5 tips to learn how GIS really improves decision making in emergency contexts
As a data analyst for a humanitarian organisation, one of my KPIs (or performance indicators) are the number of reports I write and how they inform programme decision-making. Like everyone in our sector, I am always overloaded with work and as a consequence, I worked hard to :
· lighten the formats – from the 1-2 pager to 10 pages maximum
· find new ways of presenting data…
· … to make results ACCESSIBLE to non data scientists with enough ESSENCE to help managers make strategic decisions and operational people design or review their programme.
To celebrate the GIS world day, I decided to share with you a practical example and 5 tips to learn how GIS can be used for reporting and how it improves decision making in emergency context.
1. Nobody reads a full report anymore– do you ?
Traditional reports written on word are no more THE tool to use to inform and make a decision!
On top of our daily work, we are OVERLOADED by tons of informations : emails, reports, briefing notes, sitreps, ToRs etc.
Nobody has nor takes time to read carefully all the reports they receive, especially the managers.
And finally, reports take a long time to write, correct, prettify, the added value is close to ZERO, especially when the reports are issued three months after the end of the survey.
2. Maps as a new way of reporting and support to decision making:
You're finding new trends in the reporting, less writing and more visuals: we are surfing on the « visualisation » wave. GIS and mapping are part of the visualisation trend and represent a very powerful tool to inform decision making.
We all love maps but they sometimes can be only « nice drawings » and are not very useful to the programme colleagues of managers because the upstream preparation work was not done.
I led a market assessment this year to identify the best modality for food assistance (different types of cash based transfers or in kind as last resort) in central and northern Mali.
Market assessments reports are usually very heavy: they include a lot of information difficult to digest and results are always aggregated at an administrative level which don't fit your needs : your results are presented at regional level but you need more information at village level for example.
From a programmatic point of view, the length of the report, the quantity of information in the report and the lack of granularity make programmatic decisions difficult to take, including in my case the best food assistance modality to use in your area of intervention.
So this time, I decided to present the results of my market assessment with maps and at village level. We were very careful at including geolocalisation in our survey questionnaires and harness official geographical coordinates' dataset when the survey was done remotely (by phone).
3. Be clear about what you want to represent
Source: Survey sample and food assistance areas of interventions, WFP Mali, May 2020
Let’s be clear with #mappers and #GIS experts : the objective is not only to make nice maps but to focus first on what your maps should say. We are talking about information management here which is much broader than only mapping skills. The map is only one step of the process and not the final one (see below).
Your first step, do not miss it, is to answer these questions: what do you want to represent? What data will you use and combine to create your map ?
GIS experts and programme managers or end users of the maps must work together since day 1 to answer these questions and confirm the types of data to use and to represent on the map.

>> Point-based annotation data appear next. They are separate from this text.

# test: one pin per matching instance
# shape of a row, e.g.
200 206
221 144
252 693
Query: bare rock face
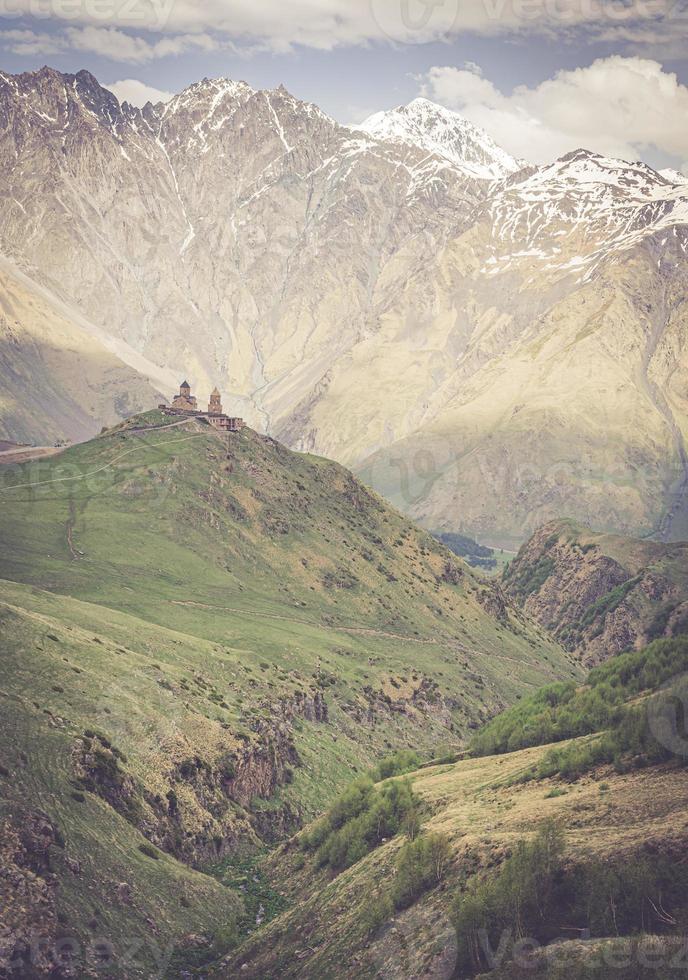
600 594
27 894
490 345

Do not forget that managers and operational folks don’t always have the technical background and the sufficient data literacy level to define by themselves the TYPES of data to use. GIS experts have to translate their needs of information for their programme or strategy and select the datasets that fit best.
I designed an analysis plan and selected the indicators and data of the market survey I wanted to see represented on a map, usually quantitative and descriptive data : sample of the survey compare to the areas of interventions (to evaluate the representativity of results for my operations), access to market, availability of food and non food items, vulnerable men and women’ transfer modalities preferences, traders payment modalities’ preferences etc.
4. How do you represent your data on a map ?
Thanks to your analysis plan and after discussion with your programme colleagues or managers, you know what data you want to represent on a map.
At this stage, you are working on your datasets, colors, symbols to make your results readable and make the map pretty.
Source: Payment options of vulnerable households, WFP Mali, May 2020
5. Decision making : discuss your results!
This step is often missing whereas it is an ESSENTIAL step in the decision making process.
First, share the draft of your map with your colleagues and DISCUSS the maps to make sure they meet their needs : what does the map say ? what does it mean for your programme ? what would be the recommandations from a programme point of view? Review the maps if necessary after this discussion and add your narrative.
Then present and discuss the results with all your colleagues and finalize the recommendations of the market survey in the form of RECOMMENDACTION :recommendations must be concrete, easy to understand and technically feasible to be implemented.
You can organize meetings with partners in the field (cluster level, coordination groups, authorities and technical services) to present the results and the recommendations and confirm their feasibility or refine the recommendactions if needed.
I discussed the results of the market assessment with my programme, finance and logistics colleagues. Results showed a high potential for mobile money but vouchers system were preferred in areas with a lack of (stable) network coverage or high insecurity. After discussion at the field level with colleagues and partners, we took the decision to pilot mobile money before scaling up and continue with voucher system in remote and hard to reach areas.